Here we can see that Francis has no time for modern-day Catholics, ordained or otherwise, who would seek to deny or minimise the fact of the Devil’s presence. In this he takes the same stance as, for example, the entirety of the Irish church in the years when the Devil stalked the dance halls of the land.

From inside the Plaza, we’d hear the alluring sound of the Lakewood Swingtette, while the church would hear a din of iniquity.

He was always dressed like the coolest dude in town when he hit the floors with his cloven heel, was the Devil, had the suave manner of a matinee idol and Brylcreem hair just so. Nothing if not presentable, the Prince of Darkness.

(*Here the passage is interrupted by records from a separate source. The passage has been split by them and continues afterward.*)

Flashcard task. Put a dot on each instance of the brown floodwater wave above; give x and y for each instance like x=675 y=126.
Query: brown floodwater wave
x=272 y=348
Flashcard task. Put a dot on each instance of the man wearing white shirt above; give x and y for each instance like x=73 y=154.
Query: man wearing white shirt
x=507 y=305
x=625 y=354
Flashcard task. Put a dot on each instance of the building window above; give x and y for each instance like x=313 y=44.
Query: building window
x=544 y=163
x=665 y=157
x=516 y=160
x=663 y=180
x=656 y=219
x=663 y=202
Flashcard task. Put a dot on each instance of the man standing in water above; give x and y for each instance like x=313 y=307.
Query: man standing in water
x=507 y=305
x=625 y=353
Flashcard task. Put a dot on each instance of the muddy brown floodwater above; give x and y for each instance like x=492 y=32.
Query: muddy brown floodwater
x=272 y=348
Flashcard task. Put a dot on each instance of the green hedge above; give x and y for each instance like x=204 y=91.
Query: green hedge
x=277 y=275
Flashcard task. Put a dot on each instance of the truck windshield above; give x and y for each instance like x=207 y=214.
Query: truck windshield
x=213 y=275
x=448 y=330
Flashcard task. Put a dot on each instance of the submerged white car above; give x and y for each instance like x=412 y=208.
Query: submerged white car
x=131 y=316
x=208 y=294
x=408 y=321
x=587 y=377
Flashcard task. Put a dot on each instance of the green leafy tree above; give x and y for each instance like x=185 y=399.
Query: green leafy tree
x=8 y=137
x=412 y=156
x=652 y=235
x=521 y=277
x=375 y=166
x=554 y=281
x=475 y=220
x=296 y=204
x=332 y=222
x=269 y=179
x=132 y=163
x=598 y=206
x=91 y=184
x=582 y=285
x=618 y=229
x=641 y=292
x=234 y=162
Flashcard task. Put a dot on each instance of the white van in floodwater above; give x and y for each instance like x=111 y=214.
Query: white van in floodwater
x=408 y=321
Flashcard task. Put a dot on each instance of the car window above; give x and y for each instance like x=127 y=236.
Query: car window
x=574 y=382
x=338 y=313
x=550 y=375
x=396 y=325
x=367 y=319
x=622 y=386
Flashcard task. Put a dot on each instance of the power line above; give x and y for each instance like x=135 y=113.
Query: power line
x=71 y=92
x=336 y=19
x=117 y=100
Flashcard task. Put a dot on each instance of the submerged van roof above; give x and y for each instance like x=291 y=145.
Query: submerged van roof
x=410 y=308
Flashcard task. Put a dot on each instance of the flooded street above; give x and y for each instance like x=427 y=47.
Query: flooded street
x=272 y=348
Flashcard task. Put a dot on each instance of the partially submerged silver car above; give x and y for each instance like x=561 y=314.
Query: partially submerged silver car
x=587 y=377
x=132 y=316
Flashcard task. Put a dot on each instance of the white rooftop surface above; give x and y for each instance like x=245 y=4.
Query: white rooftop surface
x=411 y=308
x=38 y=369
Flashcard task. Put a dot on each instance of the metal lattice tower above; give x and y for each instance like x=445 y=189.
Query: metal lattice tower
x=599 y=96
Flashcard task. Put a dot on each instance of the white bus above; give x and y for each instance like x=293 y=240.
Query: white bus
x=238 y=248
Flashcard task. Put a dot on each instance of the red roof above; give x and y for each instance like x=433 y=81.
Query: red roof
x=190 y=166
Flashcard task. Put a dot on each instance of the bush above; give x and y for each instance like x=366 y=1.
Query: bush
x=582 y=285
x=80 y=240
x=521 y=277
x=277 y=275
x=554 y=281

The Devil once took to hanging around Borderland, three miles outside Derry, a hundred yards into Donegal. His first appearance at the venue came within the octave of publication of the Catholic Truth Society's best-selling pamphlet, The Devil at Dances, by Fr Robert Nash SJ. It was widely reported that with a flick of his quiff he could (the Devil, not Fr Nash) sweep innocent girls off their feet and in the general direction of perdition before disappearing in a puff of sulphurous smoke.

The pamphlet was given a glowing review from the pulpit at St Eugene’s. If memory serves, they had to put on extra buses from Derry the following Friday night. Personally, I found no change in my success ratio, the Devil’s vaunted moral destructiveness proving somewhat overbilled.

Pointless slaughter The Devil also tends to fall short in the matter of slaughtering your enemies. We regularly hear reports of fervent believers in particular religions swooping upon usually defenceless people, brandishing knives to cut their throats, crying exultantly, “God is great!”

Has anybody ever heard of any faction or group doing any such thing to the shout of, “the Devil is great!” No.

Not to mention that every regiment on every side in the unforgiveable pointless slaughter now known as the first World War had a chaplain on hand to tell them they had God on their side. Has there ever been a suggestion of soldiers being told before going over the top not to worry, you have the Devil on your side? No.

We might, too, parse the words of papal legate the Abbot of Citeaux in 1209, who, asked about the morality of killing Catholics and Cathars when the required kill rate made positive identification impossible, replied: “Kill them all, let God sort them out.”

Obviously, God was okay about that sort of thing. The least we can say of the Devil is that in his case the evidence is far less convincing.

There is only a sprinkling of Devil worshippers in Ireland. They must feel isolated and deeply offended every single day by the relentless negativity of the coverage their fellow receives. In comparison, God’s people scarcely ever have reason to feel offended.